The device you’re using to make measurements basically relies on a calculation that is integrated into its internal components – by using this calculation the device generates a result, and without the standard, there can be no calculation and no results.
Standards and Calibration
Whenever a piece of test equipment is constructed by a manufacturer, it will be calibrated to the standard (using the appropriate calculation) that the manufacturer has set for the product.
This means that each new product should, as standard, generate as accurate a result as possible. There are instances where this isn’t the case and the initial calibration of a fault inside the tester might render the measurement taken a bit dodgy, but these are generally few and far between.
This delicate balance is maintained by the state of the components inside the device and how well they are functioning in relation to the calculation. When the tester is used, the overall efficiency of a tester is then compromised somewhat, and the overall measurements taken by the device can be affected by outside parameters.
This effect can be negligible, but it can also be completely catastrophic to the readings taken by your device. In the case of something like a piece of electrical test equipment, generating incorrect readings as a result of the degradation compromises the safety of whatever you’re testing and the people who might be working around it or directly with it.
This is why a regular period of calibration, where your equipment is matched up to an existing standard and adjusted accordingly if necessary, is required.
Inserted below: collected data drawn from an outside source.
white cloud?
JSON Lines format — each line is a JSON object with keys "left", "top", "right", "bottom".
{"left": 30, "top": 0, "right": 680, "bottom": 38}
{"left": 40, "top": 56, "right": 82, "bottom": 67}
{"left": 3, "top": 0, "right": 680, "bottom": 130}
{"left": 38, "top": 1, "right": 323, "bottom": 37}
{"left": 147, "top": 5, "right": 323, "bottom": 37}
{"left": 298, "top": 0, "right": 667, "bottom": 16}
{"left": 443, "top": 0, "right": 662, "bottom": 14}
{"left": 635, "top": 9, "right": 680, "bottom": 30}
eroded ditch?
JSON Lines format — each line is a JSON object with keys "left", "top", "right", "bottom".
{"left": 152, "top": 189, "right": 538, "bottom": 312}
The calibration process basically refers to a manufacturer’s standard, and a piece of equipment many times more accurate than the product you’re testing with is used to perform the calibration check and adjusts are made to the tester as necessary to ensure that the meter is generating measurements that are as accurate as possible.
It is highly recommended that the period between calibrations is around a year, although more specialist, high accuracy testers may require more regular calibration.